PEC President Chris Miller was one of twelve experts from across the country summoned to testify before a House of Representatives subcommittee at a June 12 hearing entitled “The Future of the Grid: Proposals for Reforming National Transmission Policy.”
Backers of a “new national grid” are urging the federal government to push through thousands of miles of new major transmission lines, which some claim are needed to link population centers to wind and solar generation in the interior of the country.
Mr. Miller cautioned against a transmission-dominated approach to energy planning, making the following points:
- Renewable generation need not be located far from the demand.

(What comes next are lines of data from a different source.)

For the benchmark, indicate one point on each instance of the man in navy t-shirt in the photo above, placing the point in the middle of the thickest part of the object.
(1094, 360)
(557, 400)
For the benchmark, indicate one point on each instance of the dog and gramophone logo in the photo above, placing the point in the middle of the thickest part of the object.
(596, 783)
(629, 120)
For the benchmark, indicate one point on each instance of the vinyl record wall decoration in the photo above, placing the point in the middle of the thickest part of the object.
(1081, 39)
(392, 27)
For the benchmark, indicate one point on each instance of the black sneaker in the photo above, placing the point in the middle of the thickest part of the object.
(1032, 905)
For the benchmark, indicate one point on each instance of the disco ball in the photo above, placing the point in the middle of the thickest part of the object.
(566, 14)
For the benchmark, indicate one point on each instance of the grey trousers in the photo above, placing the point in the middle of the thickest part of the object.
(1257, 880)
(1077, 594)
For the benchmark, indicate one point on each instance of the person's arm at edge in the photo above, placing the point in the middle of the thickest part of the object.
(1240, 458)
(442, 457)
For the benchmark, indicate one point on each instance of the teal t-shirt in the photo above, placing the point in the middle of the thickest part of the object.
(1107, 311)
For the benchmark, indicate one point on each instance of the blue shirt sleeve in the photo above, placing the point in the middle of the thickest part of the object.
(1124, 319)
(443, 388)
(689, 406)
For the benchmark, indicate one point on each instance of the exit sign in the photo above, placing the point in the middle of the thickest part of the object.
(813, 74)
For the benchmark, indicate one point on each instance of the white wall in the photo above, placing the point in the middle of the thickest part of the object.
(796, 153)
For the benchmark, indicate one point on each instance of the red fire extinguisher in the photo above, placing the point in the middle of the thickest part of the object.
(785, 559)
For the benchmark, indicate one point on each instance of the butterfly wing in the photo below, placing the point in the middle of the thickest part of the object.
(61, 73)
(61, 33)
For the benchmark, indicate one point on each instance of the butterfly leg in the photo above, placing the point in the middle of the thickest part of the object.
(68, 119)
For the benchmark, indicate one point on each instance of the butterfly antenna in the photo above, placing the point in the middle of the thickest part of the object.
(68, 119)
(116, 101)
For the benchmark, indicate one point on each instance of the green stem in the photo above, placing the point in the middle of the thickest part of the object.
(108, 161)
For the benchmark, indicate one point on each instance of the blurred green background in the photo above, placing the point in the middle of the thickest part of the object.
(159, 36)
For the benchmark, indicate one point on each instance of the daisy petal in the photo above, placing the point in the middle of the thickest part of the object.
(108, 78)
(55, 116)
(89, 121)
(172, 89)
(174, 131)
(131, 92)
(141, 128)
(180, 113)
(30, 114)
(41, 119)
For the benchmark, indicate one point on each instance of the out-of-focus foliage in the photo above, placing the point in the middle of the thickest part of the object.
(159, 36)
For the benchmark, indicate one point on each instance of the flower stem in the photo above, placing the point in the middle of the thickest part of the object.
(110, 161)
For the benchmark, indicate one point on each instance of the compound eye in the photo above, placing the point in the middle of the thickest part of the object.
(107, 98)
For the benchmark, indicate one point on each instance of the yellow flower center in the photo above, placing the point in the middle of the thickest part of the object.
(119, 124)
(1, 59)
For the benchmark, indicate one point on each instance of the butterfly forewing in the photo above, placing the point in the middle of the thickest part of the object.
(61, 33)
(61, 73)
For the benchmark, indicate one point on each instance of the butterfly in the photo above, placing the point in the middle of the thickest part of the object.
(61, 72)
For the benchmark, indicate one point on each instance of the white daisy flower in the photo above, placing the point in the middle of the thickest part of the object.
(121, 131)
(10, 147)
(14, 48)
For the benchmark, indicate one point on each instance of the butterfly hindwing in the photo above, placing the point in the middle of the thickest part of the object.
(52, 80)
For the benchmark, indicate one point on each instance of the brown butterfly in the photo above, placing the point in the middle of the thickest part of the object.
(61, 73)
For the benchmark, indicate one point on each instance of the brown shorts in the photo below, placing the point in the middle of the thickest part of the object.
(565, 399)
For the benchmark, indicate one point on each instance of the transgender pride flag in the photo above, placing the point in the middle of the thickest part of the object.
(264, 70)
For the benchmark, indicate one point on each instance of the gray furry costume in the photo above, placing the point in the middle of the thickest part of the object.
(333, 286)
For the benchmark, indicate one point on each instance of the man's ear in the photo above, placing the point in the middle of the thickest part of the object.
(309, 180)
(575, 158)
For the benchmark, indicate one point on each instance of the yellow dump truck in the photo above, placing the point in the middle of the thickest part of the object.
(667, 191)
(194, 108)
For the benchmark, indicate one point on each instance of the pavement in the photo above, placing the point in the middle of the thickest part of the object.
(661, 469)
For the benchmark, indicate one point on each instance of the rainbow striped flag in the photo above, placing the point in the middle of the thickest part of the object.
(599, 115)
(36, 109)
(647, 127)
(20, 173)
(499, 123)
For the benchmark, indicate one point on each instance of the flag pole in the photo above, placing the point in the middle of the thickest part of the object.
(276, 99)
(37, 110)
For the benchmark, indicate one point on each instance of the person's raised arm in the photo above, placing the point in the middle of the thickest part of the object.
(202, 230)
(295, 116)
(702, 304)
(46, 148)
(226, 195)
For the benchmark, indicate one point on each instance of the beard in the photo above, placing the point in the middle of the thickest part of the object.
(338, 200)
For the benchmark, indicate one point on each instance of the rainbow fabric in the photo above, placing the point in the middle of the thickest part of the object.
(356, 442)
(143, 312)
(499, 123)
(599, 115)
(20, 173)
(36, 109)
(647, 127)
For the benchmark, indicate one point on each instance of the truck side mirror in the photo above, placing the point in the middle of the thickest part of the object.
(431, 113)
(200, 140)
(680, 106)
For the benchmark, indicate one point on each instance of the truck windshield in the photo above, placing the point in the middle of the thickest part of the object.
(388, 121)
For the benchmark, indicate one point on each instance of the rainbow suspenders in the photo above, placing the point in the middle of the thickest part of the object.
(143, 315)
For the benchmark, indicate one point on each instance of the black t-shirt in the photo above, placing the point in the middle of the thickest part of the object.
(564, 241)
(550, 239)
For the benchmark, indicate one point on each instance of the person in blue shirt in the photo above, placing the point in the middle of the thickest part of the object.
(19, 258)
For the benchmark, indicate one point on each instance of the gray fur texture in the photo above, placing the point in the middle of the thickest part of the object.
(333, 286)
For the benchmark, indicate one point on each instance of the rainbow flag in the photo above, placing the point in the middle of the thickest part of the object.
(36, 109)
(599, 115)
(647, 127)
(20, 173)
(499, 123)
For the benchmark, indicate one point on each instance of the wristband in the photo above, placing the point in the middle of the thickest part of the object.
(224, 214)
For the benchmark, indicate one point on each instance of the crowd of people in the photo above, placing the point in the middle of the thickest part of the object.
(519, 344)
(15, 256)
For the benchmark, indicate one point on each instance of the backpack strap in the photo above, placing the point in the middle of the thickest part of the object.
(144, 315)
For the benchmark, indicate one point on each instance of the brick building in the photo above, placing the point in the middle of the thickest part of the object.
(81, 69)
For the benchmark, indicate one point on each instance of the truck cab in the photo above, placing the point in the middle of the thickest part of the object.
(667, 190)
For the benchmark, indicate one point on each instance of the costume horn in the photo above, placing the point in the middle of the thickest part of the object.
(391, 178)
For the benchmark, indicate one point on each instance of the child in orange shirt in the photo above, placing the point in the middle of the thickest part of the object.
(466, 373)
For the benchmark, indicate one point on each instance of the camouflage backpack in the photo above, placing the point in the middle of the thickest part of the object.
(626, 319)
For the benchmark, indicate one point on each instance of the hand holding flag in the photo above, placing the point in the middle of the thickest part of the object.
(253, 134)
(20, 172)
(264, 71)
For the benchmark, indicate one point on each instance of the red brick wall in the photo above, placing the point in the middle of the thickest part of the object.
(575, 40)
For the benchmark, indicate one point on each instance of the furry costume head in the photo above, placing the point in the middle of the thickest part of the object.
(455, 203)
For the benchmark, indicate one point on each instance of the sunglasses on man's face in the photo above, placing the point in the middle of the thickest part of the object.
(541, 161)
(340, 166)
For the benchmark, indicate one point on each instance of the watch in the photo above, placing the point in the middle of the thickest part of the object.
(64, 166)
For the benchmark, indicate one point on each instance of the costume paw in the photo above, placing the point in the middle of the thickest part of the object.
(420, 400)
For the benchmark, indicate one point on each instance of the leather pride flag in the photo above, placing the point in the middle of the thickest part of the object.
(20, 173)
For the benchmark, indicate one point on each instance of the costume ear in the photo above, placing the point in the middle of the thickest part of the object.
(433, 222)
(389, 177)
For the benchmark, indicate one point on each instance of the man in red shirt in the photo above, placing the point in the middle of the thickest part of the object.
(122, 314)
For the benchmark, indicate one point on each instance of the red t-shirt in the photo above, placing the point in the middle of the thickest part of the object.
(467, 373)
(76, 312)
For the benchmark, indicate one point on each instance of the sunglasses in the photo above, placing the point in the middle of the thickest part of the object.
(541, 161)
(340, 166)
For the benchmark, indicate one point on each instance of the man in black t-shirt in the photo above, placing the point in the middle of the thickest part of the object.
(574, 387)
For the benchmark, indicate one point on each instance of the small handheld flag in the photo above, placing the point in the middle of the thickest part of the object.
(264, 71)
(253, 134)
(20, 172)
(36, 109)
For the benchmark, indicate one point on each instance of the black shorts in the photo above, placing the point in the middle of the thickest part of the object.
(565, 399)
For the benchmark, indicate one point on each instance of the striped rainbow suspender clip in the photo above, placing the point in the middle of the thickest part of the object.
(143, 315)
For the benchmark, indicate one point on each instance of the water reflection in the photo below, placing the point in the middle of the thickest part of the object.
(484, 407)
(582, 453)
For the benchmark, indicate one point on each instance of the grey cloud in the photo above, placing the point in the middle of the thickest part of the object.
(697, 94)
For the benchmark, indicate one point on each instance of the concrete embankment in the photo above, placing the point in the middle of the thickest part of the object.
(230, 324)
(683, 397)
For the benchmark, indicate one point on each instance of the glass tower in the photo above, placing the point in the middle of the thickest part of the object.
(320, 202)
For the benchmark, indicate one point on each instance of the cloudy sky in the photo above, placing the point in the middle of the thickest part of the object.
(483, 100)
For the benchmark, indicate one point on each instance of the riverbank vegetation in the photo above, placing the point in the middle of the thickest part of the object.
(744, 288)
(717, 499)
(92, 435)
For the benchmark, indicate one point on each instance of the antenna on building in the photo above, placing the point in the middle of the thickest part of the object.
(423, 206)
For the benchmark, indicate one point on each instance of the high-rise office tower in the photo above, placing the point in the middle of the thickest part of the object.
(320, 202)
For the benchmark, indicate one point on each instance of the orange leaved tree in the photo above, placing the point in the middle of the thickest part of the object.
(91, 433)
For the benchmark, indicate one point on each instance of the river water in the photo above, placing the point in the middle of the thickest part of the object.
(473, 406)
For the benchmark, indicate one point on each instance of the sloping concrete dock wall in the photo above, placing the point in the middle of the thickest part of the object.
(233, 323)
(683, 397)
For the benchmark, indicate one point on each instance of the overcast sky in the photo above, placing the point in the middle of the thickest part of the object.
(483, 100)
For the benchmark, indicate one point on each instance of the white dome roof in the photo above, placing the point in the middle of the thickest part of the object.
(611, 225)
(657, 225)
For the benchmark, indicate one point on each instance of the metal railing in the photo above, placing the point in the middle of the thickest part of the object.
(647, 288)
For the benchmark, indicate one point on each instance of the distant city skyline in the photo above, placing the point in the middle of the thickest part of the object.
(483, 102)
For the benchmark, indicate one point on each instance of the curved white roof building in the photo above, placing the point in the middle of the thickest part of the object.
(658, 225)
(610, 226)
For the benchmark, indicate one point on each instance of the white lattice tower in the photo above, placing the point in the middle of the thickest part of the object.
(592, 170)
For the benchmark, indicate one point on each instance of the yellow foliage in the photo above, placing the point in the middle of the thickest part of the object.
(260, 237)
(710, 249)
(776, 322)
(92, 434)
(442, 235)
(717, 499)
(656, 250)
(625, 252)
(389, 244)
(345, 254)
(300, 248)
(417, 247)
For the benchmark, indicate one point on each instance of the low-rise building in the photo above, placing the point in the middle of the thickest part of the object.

- Off-shore wind, distributed solar, geothermal and other forms of renewable generation could be located near the load, reducing the need for long-distance transmission.
- Transmission lines promoted as “green” could carry coal power.
Proponents of a new national grid claim that we need it to link to renewable energy resources in the interior of the country. But these regions are also home to grandfathered coal plants with surplus capacity — positioning supposedly “green” transmission lines to carry dirty coal power. In fact, the new lines might be required to carry coal power, because of policies mandating that the cheapest power be sent to markets first.
We can meet needs by decreasing demand rather than increasing supply. Demand for electricity has been falling rather than increasing, due in part to the economic downturn. Planned improvements in energy efficiency could further reduce that demand.
Mr. Miller told Congress: “[T]ransmission is just one part of an energy equation that includes everything on the supply side and everything on the demand side… Before we set federal policy that permits a $100-200 billion grid build out, we should make every effort to better utilize existing transmission infrastructure, reduce the need for new supply and encourage clean distributed generation.”